SBI Ripple Asia has formed a blockchain-based anti-credit card fraud platform with nine major Japanese credit card issuers. Photo:
Ripple continues to build its global payment networks that it now says includes more than 200 banks and payment providers worldwide. Ripple cites its network advantages as lower fees, faster transaction times and significant reductions in operational overheads in the 55 countries it now operates in. Image:

Malaysian remittance giant joins Ripple network: CIMB, the Malaysian lending giant, has become part of Ripple’s cross-border payment network. CIMB is ASEAN’s fifth largest bank and the partnership will allow instant cross-border payments across the region. The World Bank projects remittances to Southeast Asia will grow to $120 billion by the end of 2018. Japanese bank MUFG also recently announced a partnership Banco Bradesco S.A. to collaborate on a new cross-border payment service using Ripple.

China to demand more ‘details’ from blockchain users: It might be in direct contradiction of the principles of decentralization, but China will soon be asking its blockchain users to register with their government IDs. A report in Verge says users will have to provide their real names and national ID card numbers upon using a blockchain service. Contrary to recent news, China is not relaxing its grip on crypto-currency or exchanges, which are outlawed in the country. Beijing is most certainly building a blockchain empire, but it’s one in which control is retained.
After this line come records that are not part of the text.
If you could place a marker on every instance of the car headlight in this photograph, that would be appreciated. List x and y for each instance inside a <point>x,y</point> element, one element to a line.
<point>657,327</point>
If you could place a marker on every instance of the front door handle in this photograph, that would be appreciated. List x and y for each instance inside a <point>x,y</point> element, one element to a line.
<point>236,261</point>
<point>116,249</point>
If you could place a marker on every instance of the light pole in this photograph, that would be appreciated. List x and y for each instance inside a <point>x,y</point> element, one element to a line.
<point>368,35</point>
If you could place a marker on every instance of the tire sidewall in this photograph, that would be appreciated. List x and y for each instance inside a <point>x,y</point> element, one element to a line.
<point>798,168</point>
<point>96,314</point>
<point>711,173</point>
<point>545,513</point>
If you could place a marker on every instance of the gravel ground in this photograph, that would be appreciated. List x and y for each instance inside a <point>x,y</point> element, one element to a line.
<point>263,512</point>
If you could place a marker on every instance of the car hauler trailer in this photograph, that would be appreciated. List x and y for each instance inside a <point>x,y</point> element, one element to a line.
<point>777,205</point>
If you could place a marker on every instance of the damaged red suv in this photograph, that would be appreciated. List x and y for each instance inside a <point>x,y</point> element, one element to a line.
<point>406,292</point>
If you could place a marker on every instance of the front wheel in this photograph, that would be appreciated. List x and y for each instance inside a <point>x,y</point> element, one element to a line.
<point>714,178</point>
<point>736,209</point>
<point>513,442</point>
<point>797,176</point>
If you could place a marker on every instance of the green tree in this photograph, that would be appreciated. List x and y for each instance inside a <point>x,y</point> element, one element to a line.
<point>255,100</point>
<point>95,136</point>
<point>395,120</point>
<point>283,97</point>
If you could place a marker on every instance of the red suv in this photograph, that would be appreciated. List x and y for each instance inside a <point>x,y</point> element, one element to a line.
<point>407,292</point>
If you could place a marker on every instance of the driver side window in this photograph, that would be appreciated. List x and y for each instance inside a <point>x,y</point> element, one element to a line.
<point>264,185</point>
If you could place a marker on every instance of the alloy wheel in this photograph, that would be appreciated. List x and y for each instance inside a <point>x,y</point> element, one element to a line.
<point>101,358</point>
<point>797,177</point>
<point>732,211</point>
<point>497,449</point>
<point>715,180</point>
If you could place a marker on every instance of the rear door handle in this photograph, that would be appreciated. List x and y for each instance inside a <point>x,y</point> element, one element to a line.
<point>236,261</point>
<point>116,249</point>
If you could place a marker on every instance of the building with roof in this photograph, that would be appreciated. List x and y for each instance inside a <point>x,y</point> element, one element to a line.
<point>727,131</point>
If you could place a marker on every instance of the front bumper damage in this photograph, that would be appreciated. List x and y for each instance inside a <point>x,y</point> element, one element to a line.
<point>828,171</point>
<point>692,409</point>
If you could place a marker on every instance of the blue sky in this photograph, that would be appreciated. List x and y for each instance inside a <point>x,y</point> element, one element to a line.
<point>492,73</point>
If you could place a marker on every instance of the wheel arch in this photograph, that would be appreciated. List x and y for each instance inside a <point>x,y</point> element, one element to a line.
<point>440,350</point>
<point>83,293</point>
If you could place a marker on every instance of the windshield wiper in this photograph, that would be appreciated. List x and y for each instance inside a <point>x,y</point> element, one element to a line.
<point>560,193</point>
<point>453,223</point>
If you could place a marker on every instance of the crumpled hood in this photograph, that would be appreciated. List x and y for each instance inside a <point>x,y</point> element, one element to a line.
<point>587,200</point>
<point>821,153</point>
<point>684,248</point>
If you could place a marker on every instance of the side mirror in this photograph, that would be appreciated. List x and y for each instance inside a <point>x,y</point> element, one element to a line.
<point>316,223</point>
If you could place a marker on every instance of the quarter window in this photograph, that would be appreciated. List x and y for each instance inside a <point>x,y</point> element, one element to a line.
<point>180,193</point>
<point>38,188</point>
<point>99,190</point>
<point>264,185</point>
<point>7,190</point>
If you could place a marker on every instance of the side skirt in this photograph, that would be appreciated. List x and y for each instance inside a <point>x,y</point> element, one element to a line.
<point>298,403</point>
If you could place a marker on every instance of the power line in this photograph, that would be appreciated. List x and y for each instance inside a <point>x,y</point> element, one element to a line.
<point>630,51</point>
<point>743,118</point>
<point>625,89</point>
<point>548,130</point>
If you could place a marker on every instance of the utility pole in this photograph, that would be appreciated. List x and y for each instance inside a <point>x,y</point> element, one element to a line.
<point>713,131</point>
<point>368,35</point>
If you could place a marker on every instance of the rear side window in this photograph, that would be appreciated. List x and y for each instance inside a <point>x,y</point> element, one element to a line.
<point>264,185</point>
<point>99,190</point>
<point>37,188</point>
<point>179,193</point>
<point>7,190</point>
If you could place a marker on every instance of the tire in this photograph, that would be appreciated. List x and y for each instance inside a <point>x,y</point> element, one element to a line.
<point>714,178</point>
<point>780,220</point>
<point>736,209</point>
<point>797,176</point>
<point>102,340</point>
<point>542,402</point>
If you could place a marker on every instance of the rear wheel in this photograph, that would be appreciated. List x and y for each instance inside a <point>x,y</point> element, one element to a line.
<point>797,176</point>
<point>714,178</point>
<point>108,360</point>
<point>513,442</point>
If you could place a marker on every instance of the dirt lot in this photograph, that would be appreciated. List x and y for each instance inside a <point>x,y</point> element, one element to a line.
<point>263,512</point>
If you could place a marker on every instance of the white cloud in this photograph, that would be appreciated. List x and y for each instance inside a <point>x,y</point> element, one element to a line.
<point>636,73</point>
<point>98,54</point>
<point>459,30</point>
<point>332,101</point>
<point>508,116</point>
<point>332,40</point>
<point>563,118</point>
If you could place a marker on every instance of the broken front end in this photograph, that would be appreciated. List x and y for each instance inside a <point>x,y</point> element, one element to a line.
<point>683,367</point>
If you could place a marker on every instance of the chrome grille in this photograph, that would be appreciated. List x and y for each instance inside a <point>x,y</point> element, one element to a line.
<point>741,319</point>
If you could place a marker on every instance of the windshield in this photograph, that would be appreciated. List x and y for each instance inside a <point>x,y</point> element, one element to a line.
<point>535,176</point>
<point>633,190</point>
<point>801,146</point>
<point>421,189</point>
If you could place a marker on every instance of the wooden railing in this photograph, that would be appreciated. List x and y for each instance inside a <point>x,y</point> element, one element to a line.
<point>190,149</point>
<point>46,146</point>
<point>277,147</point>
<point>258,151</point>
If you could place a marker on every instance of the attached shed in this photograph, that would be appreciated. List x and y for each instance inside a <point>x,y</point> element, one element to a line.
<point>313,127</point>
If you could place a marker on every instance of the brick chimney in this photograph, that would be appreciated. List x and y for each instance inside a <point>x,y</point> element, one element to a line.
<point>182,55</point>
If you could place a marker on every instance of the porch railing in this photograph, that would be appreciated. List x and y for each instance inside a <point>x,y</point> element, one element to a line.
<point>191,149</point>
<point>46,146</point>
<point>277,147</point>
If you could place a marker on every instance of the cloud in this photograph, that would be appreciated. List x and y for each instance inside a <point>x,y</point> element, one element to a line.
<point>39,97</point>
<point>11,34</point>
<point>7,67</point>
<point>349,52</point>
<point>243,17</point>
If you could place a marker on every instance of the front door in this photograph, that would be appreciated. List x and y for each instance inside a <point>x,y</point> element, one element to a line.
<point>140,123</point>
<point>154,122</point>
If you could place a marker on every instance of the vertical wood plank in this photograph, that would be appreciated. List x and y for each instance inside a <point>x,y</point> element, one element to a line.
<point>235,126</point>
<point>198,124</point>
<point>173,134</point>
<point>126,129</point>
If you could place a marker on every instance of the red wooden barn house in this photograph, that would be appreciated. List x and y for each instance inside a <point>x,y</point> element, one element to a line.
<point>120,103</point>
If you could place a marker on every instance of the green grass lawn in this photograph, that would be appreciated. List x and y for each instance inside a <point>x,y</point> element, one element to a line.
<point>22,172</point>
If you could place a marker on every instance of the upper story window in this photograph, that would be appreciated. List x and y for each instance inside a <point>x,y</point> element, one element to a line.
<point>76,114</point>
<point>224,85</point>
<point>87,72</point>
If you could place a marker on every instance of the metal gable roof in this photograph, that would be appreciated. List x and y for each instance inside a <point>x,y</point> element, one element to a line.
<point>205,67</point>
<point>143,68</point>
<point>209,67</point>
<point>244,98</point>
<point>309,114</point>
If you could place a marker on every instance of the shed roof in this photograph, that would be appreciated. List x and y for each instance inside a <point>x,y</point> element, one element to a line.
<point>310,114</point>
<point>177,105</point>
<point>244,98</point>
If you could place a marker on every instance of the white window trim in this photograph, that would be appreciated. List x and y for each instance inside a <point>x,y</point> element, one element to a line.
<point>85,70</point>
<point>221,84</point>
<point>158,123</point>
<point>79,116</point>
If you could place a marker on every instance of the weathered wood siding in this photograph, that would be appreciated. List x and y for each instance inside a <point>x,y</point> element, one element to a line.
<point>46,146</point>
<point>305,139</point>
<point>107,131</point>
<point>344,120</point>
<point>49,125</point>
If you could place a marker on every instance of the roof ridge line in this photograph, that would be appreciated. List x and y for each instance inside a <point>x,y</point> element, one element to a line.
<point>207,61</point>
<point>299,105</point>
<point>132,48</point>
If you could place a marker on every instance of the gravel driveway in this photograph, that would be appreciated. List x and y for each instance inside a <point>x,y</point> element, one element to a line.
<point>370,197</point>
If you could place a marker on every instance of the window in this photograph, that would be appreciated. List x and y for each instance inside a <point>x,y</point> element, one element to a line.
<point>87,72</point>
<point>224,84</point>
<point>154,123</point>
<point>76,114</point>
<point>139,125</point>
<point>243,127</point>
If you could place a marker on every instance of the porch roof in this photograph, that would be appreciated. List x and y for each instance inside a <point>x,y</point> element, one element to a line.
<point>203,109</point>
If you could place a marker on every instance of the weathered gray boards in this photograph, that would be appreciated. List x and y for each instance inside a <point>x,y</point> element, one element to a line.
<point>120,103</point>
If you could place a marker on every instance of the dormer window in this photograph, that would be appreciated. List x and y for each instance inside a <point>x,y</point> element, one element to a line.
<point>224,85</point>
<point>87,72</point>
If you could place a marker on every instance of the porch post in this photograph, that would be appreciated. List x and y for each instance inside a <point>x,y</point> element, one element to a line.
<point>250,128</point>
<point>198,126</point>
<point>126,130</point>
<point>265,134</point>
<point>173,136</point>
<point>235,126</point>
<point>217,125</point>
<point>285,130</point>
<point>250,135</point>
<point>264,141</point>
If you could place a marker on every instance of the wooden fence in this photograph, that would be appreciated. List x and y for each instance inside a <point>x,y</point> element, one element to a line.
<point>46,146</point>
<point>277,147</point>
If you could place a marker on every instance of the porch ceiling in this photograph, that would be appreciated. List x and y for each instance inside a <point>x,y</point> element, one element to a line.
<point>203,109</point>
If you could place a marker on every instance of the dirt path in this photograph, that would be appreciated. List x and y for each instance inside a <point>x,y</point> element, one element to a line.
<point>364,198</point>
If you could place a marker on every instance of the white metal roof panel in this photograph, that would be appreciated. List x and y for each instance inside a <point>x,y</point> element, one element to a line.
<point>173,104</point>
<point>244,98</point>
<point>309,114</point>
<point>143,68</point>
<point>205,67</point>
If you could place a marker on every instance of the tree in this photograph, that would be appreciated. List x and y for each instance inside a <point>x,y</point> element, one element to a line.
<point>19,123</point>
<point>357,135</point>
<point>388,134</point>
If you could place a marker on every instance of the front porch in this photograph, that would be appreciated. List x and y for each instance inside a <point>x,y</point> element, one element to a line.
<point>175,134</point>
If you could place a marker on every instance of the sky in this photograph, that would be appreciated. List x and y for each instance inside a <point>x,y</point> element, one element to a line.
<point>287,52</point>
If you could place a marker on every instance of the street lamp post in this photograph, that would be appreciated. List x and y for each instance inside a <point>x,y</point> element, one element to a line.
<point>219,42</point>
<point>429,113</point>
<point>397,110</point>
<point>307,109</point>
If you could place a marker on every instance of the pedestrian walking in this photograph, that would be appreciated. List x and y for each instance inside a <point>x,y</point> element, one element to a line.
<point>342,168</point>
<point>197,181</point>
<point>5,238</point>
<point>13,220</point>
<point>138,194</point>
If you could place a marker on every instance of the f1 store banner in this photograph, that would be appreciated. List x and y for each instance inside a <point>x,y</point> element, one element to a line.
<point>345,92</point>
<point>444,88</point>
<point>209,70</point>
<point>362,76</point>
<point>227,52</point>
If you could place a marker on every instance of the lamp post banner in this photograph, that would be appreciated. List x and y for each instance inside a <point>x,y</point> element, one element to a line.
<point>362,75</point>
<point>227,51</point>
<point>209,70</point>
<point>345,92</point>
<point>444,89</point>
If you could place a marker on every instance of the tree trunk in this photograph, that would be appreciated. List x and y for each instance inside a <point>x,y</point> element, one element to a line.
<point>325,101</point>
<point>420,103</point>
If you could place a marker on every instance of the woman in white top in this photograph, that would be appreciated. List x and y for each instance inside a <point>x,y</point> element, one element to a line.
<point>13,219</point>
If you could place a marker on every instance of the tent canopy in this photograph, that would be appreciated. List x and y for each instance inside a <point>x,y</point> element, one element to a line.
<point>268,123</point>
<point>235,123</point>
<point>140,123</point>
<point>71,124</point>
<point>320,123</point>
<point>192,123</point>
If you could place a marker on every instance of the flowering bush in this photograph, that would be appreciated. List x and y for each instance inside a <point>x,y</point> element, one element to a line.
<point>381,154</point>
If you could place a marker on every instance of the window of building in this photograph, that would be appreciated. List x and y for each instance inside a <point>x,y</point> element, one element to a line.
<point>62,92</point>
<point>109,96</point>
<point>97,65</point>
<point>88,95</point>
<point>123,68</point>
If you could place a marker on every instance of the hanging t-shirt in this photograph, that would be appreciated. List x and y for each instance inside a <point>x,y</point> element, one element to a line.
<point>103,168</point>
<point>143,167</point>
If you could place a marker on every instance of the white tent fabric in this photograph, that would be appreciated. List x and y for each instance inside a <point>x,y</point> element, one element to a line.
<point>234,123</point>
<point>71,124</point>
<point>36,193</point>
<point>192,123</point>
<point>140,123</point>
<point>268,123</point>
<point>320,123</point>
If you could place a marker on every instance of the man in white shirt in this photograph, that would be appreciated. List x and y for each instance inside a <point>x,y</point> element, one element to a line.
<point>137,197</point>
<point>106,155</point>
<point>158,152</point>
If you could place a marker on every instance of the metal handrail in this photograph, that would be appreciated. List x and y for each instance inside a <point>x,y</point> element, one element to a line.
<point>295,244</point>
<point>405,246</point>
Chinese headmaster fired for turning school into crypto mine: A wonderful story on the BBC tells of a Chinese headmaster who has been fired over secret coin mining at school. Local media reports earlier indicated that teachers at the Hunan school became suspicious of a constant whirring noise and an electricity bill of RMB14,600 ($2,100). The headmaster had been mining Ethereum and had been fending off previous complaints from teachers with excuses about air-conditioners and heating devices. Nice try but he might have wanted to mine something else, based on recent Ethereum prices. However, it does show that mining is still prevalent in the country, contrary to official wisdom.

In the Lion City, blockchain taxi app gets roar of approval: Singapore has launched another original development in its blockchain industry, after app developer Tada has partnered more than 2,000 Singaporean drivers to its new blockchain-based platform for cabs. MVL, the South Korean start-up that created Tada, also expanded its network to crypto-currency payments in Thailand. Drivers will be given MVL Coins for good reviews from users, while users are rewarded for feedback. In Japan, Remixpoint Inc is said to be planning to integrate a Bitcoin payment to taxicab services at Tokyo’s major airports Haneda and Narita.

Enforcing a crypto ban in India? Good luck: India has been wavering on regulating crypto-currencies for the past year. Officially, crypto-currencies are banned in the country following an official trading halt in April and the Reserve Bank of India has indicated it will continue to keep close tabs on them after a September Supreme court hearing has come and gone with no resolution. A new Quartz report cites the existence of 10 exchanges in India with 5 to 6 million users. “The government can successfully ban the known, big exchanges; but then small, hyperlocal exchanges will possibly come up and it will be extremely difficult to keep track of, and block them,” Nischal Shetty, founder of exchange WazirX, told Quartz.